Resilience is one of the latest buzzwords that various self-improvement gurus and life coaches praise as the solution for all your life problems or at least most of them. Taking a quick look at the state of the modern world can give us plenty of reasons to believe resilience is more than desirable – it is necessary. In an environment that is as competitive and dynamic as our own is, resilience is the only thing that separates those who fail from those who stay afloat and push forward.

So, what is resilience? The definition you might find in a dictionary is the capacity to recover quickly from difficulties; toughness. While this about sums it up, the resilience that we need is so much more. Being resilient doesn’t mean surviving a disaster and going back to the status quo. Resilience is surviving and thriving in spite of all odds. If you think about it, resilience is the real-life version of a superhero’s ability.

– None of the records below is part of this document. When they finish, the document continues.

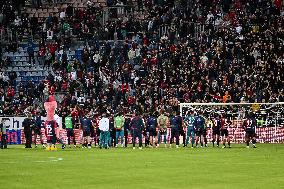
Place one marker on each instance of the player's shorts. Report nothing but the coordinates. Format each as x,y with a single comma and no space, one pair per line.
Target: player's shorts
181,132
250,133
37,131
70,132
51,139
98,132
199,132
204,132
93,133
224,132
152,131
216,132
174,132
163,131
86,133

Resilience can be useful to just about anyone. If you want yourself pushing towards your goals but still being stuck or being simply unable to move anywhere in life, you probably need to “toughen up” a bit. So, how can we develop this almost superhuman ability in ourselves and rise above the challenges of daily existence? Read on to find out.

Where to start?

Most developmental psychologists agree that resilience is easiest to develop early in childhood by forming trustworthy bonds with our caretakers. Knowing that everything will be okay no matter what happens seems to be one of the key attitudes that helps children become more resilient.

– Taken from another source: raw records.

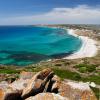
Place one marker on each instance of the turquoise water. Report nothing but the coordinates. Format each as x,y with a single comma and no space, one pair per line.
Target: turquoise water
23,45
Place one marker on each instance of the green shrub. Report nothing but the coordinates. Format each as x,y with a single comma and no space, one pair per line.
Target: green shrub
83,69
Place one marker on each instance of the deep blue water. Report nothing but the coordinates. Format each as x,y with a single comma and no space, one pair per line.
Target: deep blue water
23,45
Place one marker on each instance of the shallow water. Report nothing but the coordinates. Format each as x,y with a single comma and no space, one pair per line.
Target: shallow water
23,45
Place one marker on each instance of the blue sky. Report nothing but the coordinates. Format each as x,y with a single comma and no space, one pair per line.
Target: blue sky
49,12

However, even if you didn’t develop this mindset in the early stages of your life, all is not lost, as some new studies suggest that resilience can be built in as little as three months. The first thing that you will need, of course, is a positive attitude and the belief that you can get stronger. If you don’t think you can do it, don’t even bother trying.

Resilience training begins by taking a long, hard look at yourself and trying to determine what your weaknesses are. You need to ask yourself why you lack the energy and the strength to achieve your goals.

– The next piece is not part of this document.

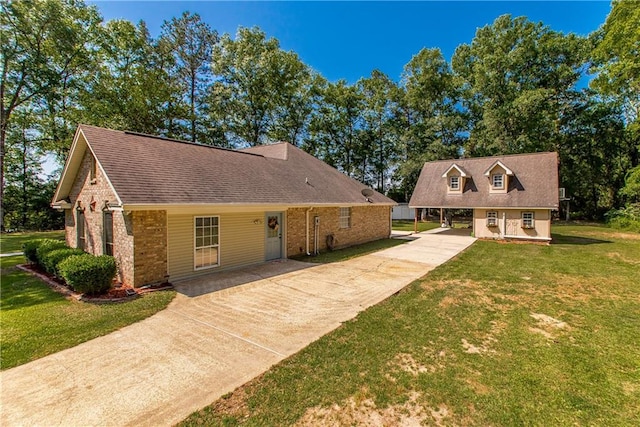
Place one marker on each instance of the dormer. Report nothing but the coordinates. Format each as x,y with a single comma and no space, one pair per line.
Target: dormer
498,175
455,176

We have already stated that resilience is surviving and thriving in spite of all odds. While this sounds awesome, it is not something that magically happens because you want it to be so. Being resilient means being aware of your strengths and weakness, knowing when to push forward, and when to fall back.

Self-awareness is something most people take for granted and think that by simply being alive they are, of course, aware of themselves. This is true to some extent, but it’s not the type of self-awareness we are talking about here. Knowing exactly how you feel, what your beliefs, strengths, and weaknesses are is all part of self-awareness, but there is more.

Being aware of oneself includes understanding the aforementioned characteristics. This means knowing not only how, but also why we react to the world around us the way we do. With this knowledge under your belt, you can begin developing resilience.

Balance and control

Being resilient is not just about pushing until you collapse and then getting back up to do the same. The thin line between resilience and self-destructive madness is being aware and staying balanced. Pay attention to your energy levels throughout the day, notice what drains you and what motivates you and organize your day as much as you can, so that it fits your needs as a person.

Resilience is in a direct relationship with our sense of control. People who have no sense of control over their lives, and who have no idea where they are going are likely to be far less resilient than others.

You can start small. For example, you can start a new diet which fits your body’s energy requirements better. Controlling small everyday facets of our lives can give us a good sense of where we are really heading to instead of just thinking that we are naturally on an ideal path to our success.

To sum up, resilience is not just about leaving your comfort zone. It is knowing how far, how much, and when it can stretch. Disciplining ourselves and trying to know ourselves better can go a long way in helping us stay strong when push comes to shove.